Ive just bought some chocolate flavour whey protein from my protein and its not too bad. I mix mine with water. Just get down as quick as possible. Job done!


----------



## Smitch (Dec 29, 2008)

Dux said:


> Andi Peters and Chris Moyles......
> 
> There's a couple of guys whose physiques we should all be aiming to emulate


Andy Peters was in pretty good nick at one point, not sure what he currently looks like though.


----------



## Moonbeam (Jul 20, 2011)

Why would you want a protein shake that tastes like melted ice cream? Mcdonalds is satans work.


----------



## Smitch (Dec 29, 2008)

Clubber Lang said:


> Chris Moyles is a bellend! lol. How hes still got a radio show i dont know.


He's just an unfunny pr**k, and that James Corden.


----------



## synthasize (Aug 15, 2009)

fusion matrix strawberry with milk is awesome


----------



## BBWarehouse (Mar 31, 2008)

Clubber Lang said:


> Chris Moyles is a bellend! lol. How hes still got a radio show i dont know.


He threatened the producers with naked pics.............................of himself.


----------



## predatorN (Mar 16, 2009)

synthasize said:


> fusion matrix strawberry with milk is awesome


That makes for a great, thick shake.


----------



## st_jamie (Jan 7, 2012)

has to be Genetic Supplements M4-M melted chocolate flavour


----------



## jamo82 (Oct 23, 2011)

massive nutrtion do one called colossal whey, the strawberry is beut !!! not expensive either


----------



## j-man (Oct 6, 2011)

reflex is the best for me and less then 100 cal


----------



## DiggyV (May 6, 2011)

Extreme Nutrition is my current fave. Blueberry cheescake flavour with milk, ice, blitz, bloody gorgeous.


----------



## Prophecy (Nov 26, 2011)

Mutant Mass has the best taste out of what I've tried. Their vanilla was just like ice cream, and that was with water! Didn't sit right with my stomach though.


----------



## Fullhouse (Mar 31, 2010)

USN 100% is very nice made with milk and a few ice cubes thrown in


----------



## Wheyman (Sep 6, 2011)

Im happy to do the pepsi cahllenege with pro-10 strawberrry whey, or the time release tastes the nuts!

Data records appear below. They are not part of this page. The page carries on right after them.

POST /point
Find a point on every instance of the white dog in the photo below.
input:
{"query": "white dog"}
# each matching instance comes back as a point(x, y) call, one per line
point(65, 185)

pvt me for samples if you like guys


----------



## adii-taff (Jun 22, 2011)

i had a big paint tub of this stuff a while ago cant find it anywhere now. called "high cal-mass" i had it in strawberry and it was amazin! anyone know where to get it from? give me an heads up  would love to buy it again.


----------



## criticalbench (Apr 3, 2010)

If you like mcdonalds shamrock seasonal shake, I would look into I-Forces new vanilla milk protein when it comes out soon! Very thick and similar tasting.


----------



## th3futureII (Nov 10, 2011)

criticalbench said:


> If you like mcdonalds shamrock seasonal shake, I would look into I-Forces new vanilla milk protein when it comes out soon! Very thick and similar tasting.


^^^ epicness ^^^ iForce's protean in a magic bullet with ice/peanut butter = a dream come true. Look into it. A deff. great investment to consider man!


----------



## shane278 (Aug 25, 2008)

Muscle Milk with milk is a good shout.


----------



## RocoElBurn (May 31, 2010)

Syntha 6 for taste. However, if you want that taste and you're having simple sugars anyway, have a maccy d's shake.


----------



## Guest (Jan 6, 2013)

Could be MP total gainer with milk. That tastes so good


----------



## Daz007 (May 23, 2012)

A couple have recommended an MP offering, I think that brand has split many who regulary say on many forums that its artificial/too sweet tasting so not everyone will agree, as with most flavours I guess. A lot of good recommendations some with TPW, Pro-10 and Reflex flavours almost unanimously. Those 3 are DEFINATELY worth the Pepsi challenge!


----------



## OrganicSteel (Feb 4, 2008)

Gourmet Whey Cookies and Cream. I've never tasted a shake better, it's just incredibly expensive for so little so I can't include it on my supplement list, so I'm just stuck with nutrisport 90+ chocolate, which has a different taste with every tub. I'm not fond of my latest.


----------



## MNR (Jun 2, 2011)

Nearly getting through the 5kg strawberry I got off wheyman from pro-10 and as soon as its finished ill be getting more. It's the only one I don't seem to get bored of.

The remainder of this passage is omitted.